EGY collar positions are structurally neutral (protective); the modeled P&L assumes European-style exercise at expiration and ignores early assignment, transaction costs, dividends paid before expiry on the stock leg (when present), and the bid-ask spread on the listed chain. EGY positions also carry Energy sector concentration risk; news flow inside the sector (peer earnings, regulatory shifts, supply-chain headlines) can move EGY alongside the broader basket even when EGY-specific fundamentals are unchanged. Always rebuild the position from current EGY chain quotes before placing a trade.

Frequently asked questions

What is a collar on EGY?
A collar on EGY is the collar strategy applied to EGY (stock). The strategy is structurally neutral (protective): A collar pairs long stock with a protective out-of-the-money put financed by a short out-of-the-money call, capping both tails of the position around the current spot. With EGY stock trading near $5.99, the strikes shown on this page are snapped to the nearest listed EGY chain strike and the premiums come straight from the end-of-day bid/ask midpoint.

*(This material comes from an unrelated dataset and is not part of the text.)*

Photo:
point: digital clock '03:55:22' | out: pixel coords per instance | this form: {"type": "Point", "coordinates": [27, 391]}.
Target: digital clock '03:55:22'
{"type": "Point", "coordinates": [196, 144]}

How are EGY collar max profit and max loss calculated?
Max profit roughly equals short-call strike minus cost basis plus net premium; max loss roughly equals cost basis minus long-put strike minus net premium. Breakeven shifts by the net premium. For the EGY collar priced from the end-of-day chain at a 30-day expiry (ATM IV 48.40%), the computed maximum profit is unbounded per contract and the computed maximum loss is unbounded per contract. Live intraday quotes will differ as the chain moves through the trading session.
What is the breakeven for a EGY collar?
The breakeven for the EGY collar priced on this page is no defined breakeven on the modeled curve at expiration, derived from end-of-day chain premiums. Breakeven is the underlying price at which the strategy's P&L crosses zero ignoring transaction costs and assignment risk. The current EGY market-implied 1-standard-deviation expected move is approximately 13.88%; if the move sits well outside the breakeven distance, the structure's risk-reward becomes correspondingly tighter.
When should you consider a collar on EGY?
Collars on EGY hedge an existing long EGY stock position; the long put sets a floor while the short call finances it, often run as a near-zero-cost hedge during expected volatility windows.
How does current EGY implied volatility affect this collar?
EGY ATM IV is at 48.40% with IV rank near 9.99%, which is on the low end of its 1-year range. Premium-buying structures (long call, long put, debit spreads) are relatively cheap in this regime; premium-selling structures collect less credit per unit risk.